As AI continues to change humanitarian action and as humanitarians design more AI pilot projects, some top tips are worth considering:
- Avoid Malsow’s hammer. As the adage goes, “If the only tool you have is a hammer, it’s tempting to treat everything as a nail.” Not every humanitarian problem has an AI solution. Remain centred on the problem (not the AI) and explore the range of tech and non-tech solutions available to address it.
- Establish the right AI and data governance mechanisms. To date, little attention has been given to how AI systems should be integrated and managed within agencies’ organisational structures and existing operations. This includes having the right data required for your AI project and permission to use it, developing a data governance strategy or framework which includes AI, and identifying a named individual within the organisation who is accountable for the governance and risk management of the AI system. A number of international AI Standards set out the key actions required for quality management of AI and AI risk management and, whilst applicable to all industries, offer a handrail for organisations and teams designing AI pilot projects.

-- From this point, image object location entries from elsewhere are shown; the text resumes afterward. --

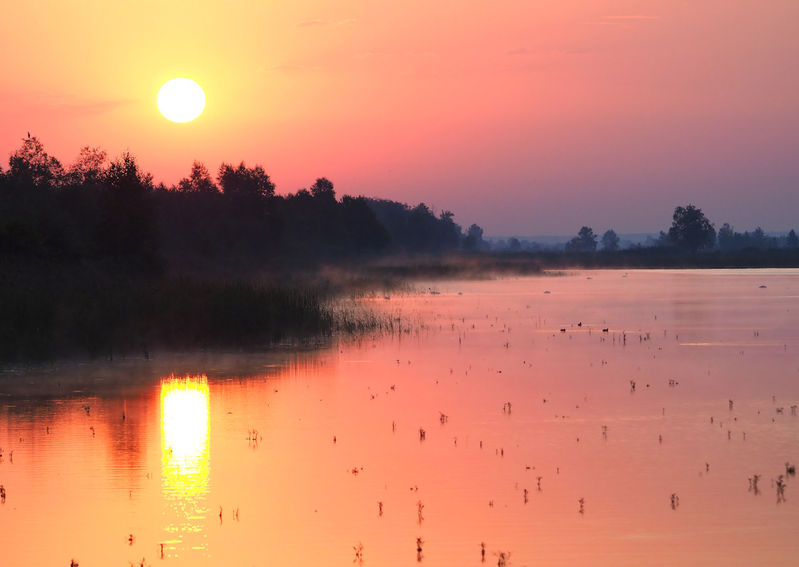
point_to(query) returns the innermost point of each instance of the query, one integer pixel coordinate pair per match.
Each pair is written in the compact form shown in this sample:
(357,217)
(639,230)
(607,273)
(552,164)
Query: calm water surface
(545,451)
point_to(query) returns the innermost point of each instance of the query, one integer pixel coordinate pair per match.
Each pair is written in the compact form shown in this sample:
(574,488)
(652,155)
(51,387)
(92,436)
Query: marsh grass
(104,317)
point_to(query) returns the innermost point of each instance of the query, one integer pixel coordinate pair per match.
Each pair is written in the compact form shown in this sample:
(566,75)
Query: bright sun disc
(180,100)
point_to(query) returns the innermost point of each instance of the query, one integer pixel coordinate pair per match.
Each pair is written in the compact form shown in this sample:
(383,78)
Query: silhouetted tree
(323,189)
(245,182)
(31,166)
(610,241)
(89,167)
(199,181)
(474,238)
(726,237)
(585,241)
(128,227)
(691,230)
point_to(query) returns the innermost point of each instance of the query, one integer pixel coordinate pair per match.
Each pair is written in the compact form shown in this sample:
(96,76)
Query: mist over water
(591,418)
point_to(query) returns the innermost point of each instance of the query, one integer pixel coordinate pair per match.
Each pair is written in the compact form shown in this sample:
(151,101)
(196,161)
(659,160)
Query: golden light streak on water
(185,465)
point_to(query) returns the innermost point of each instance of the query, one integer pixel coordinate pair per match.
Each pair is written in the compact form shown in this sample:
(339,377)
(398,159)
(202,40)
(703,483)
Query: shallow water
(286,458)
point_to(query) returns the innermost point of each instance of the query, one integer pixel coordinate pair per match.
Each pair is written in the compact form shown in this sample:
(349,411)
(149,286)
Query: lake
(588,418)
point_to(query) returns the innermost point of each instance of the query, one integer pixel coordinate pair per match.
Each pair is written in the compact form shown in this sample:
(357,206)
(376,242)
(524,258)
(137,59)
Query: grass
(102,317)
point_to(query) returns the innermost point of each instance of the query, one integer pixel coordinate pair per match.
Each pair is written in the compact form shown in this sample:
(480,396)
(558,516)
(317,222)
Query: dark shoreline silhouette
(97,260)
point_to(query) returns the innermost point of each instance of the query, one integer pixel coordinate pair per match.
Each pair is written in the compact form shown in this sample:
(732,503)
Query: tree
(89,167)
(726,237)
(323,189)
(31,166)
(610,241)
(245,183)
(585,241)
(791,241)
(128,229)
(199,181)
(691,230)
(474,238)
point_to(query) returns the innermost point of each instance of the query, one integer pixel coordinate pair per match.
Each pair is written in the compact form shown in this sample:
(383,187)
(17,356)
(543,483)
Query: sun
(181,100)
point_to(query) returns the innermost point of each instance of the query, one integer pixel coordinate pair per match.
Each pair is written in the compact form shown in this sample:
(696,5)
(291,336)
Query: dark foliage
(691,230)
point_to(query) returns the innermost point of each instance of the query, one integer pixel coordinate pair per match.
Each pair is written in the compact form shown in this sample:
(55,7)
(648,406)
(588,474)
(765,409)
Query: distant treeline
(111,214)
(691,232)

- Prioritise accountability to people affected by crisis. Accountability is a key ethical principle for the development and deployment of safe and responsible AI. Accountable AI in humanitarian contexts means, at a minimum, communicating with populations who will be impacted by AI and establishing methods of recourse if things go wrong. Where feasible, individuals should be given the opportunity to opt out of any AI-informed decision-making. This supports some of the commitments captured in the recently updated Core Humanitarian Standard.

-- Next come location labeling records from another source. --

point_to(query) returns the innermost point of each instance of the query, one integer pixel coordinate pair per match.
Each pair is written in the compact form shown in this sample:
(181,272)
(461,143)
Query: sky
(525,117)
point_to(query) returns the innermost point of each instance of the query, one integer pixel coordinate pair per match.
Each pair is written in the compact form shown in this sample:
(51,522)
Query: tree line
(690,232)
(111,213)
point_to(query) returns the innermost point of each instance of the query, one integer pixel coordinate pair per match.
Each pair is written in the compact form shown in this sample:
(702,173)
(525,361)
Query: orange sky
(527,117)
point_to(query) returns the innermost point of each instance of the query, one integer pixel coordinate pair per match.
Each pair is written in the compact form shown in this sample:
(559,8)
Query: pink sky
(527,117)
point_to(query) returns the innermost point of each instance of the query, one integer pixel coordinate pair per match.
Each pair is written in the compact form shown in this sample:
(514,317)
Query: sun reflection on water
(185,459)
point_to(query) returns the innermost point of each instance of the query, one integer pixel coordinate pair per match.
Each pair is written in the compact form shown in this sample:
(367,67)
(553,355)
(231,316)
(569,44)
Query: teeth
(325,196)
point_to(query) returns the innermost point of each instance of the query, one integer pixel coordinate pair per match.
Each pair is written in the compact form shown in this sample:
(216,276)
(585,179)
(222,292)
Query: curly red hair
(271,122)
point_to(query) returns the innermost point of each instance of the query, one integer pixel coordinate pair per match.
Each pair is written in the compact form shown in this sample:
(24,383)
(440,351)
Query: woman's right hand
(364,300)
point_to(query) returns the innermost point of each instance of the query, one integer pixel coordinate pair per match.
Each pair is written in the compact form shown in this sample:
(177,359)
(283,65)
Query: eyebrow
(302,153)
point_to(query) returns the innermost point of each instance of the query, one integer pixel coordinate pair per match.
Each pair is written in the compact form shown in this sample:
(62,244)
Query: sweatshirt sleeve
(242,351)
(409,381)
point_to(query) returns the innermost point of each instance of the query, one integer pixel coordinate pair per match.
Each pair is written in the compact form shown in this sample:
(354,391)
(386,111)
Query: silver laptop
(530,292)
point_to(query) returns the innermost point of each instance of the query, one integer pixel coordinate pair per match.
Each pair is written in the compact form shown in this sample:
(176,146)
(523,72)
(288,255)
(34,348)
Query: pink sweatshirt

- Consider the impact on localisation. AI may well deliver productivity and efficiency gains for aid agencies. But it’s important to consider where these gains will be realised and who will be impacted. For example, resources (time as well as money) could be directed back to the Global North if AI systems are procured from name-brand firms in North American and Europe. Additionally, AI efficiencies could result in reductions in the number of locally recruited staff whilst increasing roles in regional capitals or headquarters.

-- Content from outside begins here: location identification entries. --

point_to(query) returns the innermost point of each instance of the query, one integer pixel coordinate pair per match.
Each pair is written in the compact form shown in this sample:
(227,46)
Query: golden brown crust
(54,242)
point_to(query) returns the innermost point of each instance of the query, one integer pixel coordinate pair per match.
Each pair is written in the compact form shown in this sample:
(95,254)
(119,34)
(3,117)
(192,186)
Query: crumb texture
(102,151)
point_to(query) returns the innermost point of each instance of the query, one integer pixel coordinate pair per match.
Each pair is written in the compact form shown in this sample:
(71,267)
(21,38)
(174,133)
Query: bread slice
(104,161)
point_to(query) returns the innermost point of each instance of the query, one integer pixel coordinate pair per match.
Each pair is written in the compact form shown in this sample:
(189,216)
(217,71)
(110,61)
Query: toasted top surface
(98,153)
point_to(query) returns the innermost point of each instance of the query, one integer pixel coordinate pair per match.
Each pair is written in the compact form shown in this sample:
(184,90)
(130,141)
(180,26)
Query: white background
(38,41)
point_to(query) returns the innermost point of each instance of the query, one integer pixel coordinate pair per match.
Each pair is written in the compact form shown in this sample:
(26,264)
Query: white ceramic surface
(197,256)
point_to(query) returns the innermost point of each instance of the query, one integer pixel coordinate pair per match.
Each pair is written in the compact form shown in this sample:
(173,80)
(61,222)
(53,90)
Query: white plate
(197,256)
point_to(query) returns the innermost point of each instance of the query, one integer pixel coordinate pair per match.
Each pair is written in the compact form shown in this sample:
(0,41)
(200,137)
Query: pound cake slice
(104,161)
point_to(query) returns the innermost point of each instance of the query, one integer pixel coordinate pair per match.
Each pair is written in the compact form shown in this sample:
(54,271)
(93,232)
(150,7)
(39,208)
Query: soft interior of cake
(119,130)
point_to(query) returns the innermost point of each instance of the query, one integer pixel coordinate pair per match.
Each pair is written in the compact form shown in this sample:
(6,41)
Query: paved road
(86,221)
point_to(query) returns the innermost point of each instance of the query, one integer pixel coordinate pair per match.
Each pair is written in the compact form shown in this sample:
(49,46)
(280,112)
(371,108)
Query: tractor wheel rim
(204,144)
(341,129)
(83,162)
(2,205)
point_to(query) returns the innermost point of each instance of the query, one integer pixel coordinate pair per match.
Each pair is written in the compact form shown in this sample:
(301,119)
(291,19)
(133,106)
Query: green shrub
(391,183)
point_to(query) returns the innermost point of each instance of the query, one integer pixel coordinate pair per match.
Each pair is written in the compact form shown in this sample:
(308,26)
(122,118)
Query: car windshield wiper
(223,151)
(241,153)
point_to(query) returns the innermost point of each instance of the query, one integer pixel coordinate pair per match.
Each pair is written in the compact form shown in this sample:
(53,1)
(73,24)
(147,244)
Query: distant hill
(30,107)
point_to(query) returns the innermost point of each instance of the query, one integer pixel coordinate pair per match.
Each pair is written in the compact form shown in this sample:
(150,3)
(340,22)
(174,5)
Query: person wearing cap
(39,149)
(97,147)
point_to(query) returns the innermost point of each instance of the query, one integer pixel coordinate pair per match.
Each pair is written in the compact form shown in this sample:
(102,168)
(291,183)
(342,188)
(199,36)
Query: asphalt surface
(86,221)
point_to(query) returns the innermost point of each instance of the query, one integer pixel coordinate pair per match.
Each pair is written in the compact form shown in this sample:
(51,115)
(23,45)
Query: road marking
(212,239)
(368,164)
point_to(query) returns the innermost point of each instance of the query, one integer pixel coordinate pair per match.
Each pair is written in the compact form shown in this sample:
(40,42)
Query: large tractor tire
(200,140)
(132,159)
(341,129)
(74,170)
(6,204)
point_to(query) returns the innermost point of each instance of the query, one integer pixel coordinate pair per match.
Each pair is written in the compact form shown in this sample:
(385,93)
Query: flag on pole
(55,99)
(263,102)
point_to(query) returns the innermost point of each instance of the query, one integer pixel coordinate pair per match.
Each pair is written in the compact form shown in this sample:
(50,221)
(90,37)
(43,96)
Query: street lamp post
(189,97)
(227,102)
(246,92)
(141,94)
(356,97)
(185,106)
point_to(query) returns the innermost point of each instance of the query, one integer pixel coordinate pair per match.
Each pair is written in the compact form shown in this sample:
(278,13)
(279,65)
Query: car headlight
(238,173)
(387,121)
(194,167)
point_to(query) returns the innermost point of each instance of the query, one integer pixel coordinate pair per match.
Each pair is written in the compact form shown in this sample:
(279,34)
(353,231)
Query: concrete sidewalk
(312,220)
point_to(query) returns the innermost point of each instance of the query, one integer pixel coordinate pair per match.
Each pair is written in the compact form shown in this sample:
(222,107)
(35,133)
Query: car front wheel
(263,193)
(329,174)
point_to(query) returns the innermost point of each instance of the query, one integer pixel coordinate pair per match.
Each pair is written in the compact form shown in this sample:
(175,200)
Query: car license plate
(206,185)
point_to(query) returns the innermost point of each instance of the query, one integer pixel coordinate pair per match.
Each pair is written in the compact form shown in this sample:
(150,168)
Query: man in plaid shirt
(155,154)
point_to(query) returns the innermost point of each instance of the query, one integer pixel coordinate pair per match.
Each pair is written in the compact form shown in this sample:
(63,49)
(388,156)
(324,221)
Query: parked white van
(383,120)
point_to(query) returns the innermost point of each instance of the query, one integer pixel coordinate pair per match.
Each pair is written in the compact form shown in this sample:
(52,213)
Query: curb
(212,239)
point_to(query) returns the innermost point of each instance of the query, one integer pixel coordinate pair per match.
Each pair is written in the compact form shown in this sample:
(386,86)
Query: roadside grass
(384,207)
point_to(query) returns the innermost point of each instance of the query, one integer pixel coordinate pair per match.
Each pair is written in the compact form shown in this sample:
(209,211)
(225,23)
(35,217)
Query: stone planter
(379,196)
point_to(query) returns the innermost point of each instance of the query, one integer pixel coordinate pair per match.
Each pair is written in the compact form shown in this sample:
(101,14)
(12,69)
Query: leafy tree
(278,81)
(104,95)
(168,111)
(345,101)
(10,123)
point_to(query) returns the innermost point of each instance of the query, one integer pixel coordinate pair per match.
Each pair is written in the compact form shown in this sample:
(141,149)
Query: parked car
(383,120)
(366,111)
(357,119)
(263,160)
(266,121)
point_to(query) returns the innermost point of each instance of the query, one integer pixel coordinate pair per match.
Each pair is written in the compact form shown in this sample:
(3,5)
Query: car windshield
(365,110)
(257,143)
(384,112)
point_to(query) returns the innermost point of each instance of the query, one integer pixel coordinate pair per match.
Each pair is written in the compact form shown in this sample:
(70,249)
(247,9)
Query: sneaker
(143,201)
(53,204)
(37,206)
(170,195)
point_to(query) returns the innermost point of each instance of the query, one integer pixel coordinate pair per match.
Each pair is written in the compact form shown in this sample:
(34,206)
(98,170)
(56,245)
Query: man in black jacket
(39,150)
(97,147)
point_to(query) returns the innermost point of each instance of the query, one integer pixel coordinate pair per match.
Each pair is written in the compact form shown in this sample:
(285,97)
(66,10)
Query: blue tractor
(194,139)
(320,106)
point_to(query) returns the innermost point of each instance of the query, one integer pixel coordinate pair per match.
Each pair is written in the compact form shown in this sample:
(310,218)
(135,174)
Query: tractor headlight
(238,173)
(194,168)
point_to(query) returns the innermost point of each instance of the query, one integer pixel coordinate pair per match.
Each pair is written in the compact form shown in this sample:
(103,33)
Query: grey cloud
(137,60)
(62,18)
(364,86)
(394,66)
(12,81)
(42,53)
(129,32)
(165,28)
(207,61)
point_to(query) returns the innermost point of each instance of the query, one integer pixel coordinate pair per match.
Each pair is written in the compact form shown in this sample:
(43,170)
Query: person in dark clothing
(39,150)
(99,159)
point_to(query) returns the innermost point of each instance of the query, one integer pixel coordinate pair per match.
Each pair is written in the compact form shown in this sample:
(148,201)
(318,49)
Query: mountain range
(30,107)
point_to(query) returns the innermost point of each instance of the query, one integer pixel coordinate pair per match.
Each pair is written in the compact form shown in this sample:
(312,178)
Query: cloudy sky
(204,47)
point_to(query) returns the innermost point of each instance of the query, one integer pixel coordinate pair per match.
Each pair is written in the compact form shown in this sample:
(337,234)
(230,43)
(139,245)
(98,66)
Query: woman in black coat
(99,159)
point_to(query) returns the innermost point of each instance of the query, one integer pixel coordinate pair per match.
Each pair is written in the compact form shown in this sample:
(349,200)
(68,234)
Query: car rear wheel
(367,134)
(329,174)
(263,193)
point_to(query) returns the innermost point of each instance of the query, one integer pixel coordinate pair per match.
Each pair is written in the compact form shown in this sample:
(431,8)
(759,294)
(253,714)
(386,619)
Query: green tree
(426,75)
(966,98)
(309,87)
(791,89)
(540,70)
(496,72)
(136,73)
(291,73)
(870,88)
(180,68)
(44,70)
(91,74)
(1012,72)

- Time to upskill. AI has already permeated the everyday lives of billions and its reach is only expected to grow. Foundational knowledge on AI as well as digital and data literacy is increasingly important for all humanitarian workers and no longer solely the domain of IT or innovation teams. Humanitarian staff should increase their basic understanding of what AI is, how it works, how it’s being used in humanitarian contexts and conflict settings, and its risks and opportunities.
Decades of experience has shown that efficient, cost-effective, and high-impact humanitarian operations require good coordination. This is no less true for humanitarian AI. As the number of use cases and pilot projects increase, so too must coordination and collaboration between humanitarian actors. This could improve problem exploration, lesson sharing and learning, and maximise stretched resources. A joint project launched by the UK Humanitarian Innovation Hub (UKHIH) and Elrha’s Humanitarian Innovation Fund (HIF) aims to respond to this need for coordination by scoping out the emerging Humanitarian AI landscape and support humanitarian practitioners to add their voice and influence its future. Perhaps more importantly, it might advance wider, cross-sector efforts to establish specific norms and standards that enable the safe and ethical uptake of AI across the sector. Only then will AI be able to live up to humanitarians’ aspirations to do more with less.
At the same time, AI is changing the contexts in which humanitarians operate. Parties to conflict are using AI to support battlefield decision-making and identify targets and the world’s major militaries are scaling AI integration at all levels. But the extent to which these systems comply with international humanitarian law remains unclear. For example, how accurately can they distinguish between civilian objects and military objectives? And how will humanitarian actors adapt to environments where AI is changing the means and methods of warfare?